Di luar bijih nikel berkadar tinggi, Indonesia masih memiliki cadangan bijih nikel kadar rendah yang cukup besar. Bijih nikel ini bisa digunakan untuk teknologi hidrometalurgi, yang memungkinkan pengolahan bijih nikel kadar rendah menjadi produk bernilai tambah seperti dukungan untuk industri baterai kendaraan listrik (battery EV).
Meskipun cadangan bijih nikel kadar rendah ini cukup melimpah, tantangan terbesar adalah pengembangan dan penguasaan teknologi hidrometalurgi yang dapat memprosesnya secara efisien.
PEMBATASAN & REGULASI
Selain keterbatasan pasokan bijih nikel, pemerintah Indonesia juga memberlakukan pembatasan kuota produksi untuk menjaga keberlanjutan cadangan nikel. Pembatasan ini bertujuan untuk memastikan bahwa cadangan bijih nikel yang ada tidak cepat habis, tetapi kebijakan ini berpotensi membatasi pasokan bijih nikel untuk smelter yang ada. Salah satu dampaknya adalah peningkatan ketergantungan pada impor bijih nikel untuk memenuhi kebutuhan bahan baku smelter.
Selain itu, masalah terkait RKAB (Rencana Kerja dan Anggaran Biaya) yang belum sepenuhnya terselesaikan juga menjadi kendala bagi beberapa perusahaan smelter dalam mendapatkan pasokan bijih nikel yang cukup. RKAB yang belum final seringkali membuat proses perizinan dan pembagian kuota produksi menjadi terhambat, yang pada akhirnya mendorong perusahaan-perusahaan smelter untuk mengimpor bijih nikel guna memenuhi kebutuhan produksi mereka.
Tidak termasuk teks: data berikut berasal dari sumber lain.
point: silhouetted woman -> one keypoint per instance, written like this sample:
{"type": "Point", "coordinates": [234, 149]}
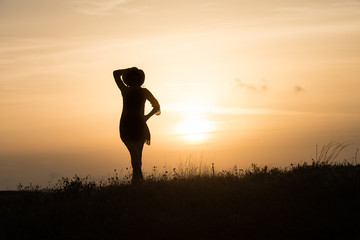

Pemerintah seyogianya dapat segera melakukan kebijakan untuk eksplorasi secara masif terutama di daerah frontier (green field) untuk menemukan sumber daya bijih nikel. Diperkirakan wilayah yang belum tersentuh eksplorasi lebih dari 50% terutama di wilayah timur Indonesia termasuk Papua Barat. Perusahaan dapat melakukan brown field exploration untuk mengonversi sumber daya menjadi cadangan dengan menggunakan kode KCMI secara benar untuk memastikan keakuratan datanya.
Impor bijih nikel memang dapat menjadi solusi jangka pendek untuk menjaga kelangsungan industri smelter Indonesia. Langkah lain yang bisa dilakukan adalah dengan melakukan proses merger & acquisition (M&A) tambang nikel di luar negeri seperti Filipina, Australia, New Caledonia, dan lainnya sebagai alternatif bahan baku smelter. Jangka panjang, Indonesia perlu fokus pada pemanfaatan bijih nikel kadar rendah yang melimpah dengan pengembangan teknologi yang lebih efisien. Dengan demikian, Indonesia tidak hanya mengandalkan cadangan bijih nikel berkadar tinggi yang terbatas, tetapi juga bisa memanfaatkan potensi besar yang ada pada bijih nikel kadar rendah.
Selain itu, pemerintah dan sektor swasta perlu bekerja sama untuk menyelesaikan masalah terkait pembatasan produksi dan RKAB. Penyelesaian masalah regulasi ini akan memastikan pasokan bijih nikel dalam negeri bisa terkelola dengan baik, sehingga ketergantungan pada impor dapat diminimalkan.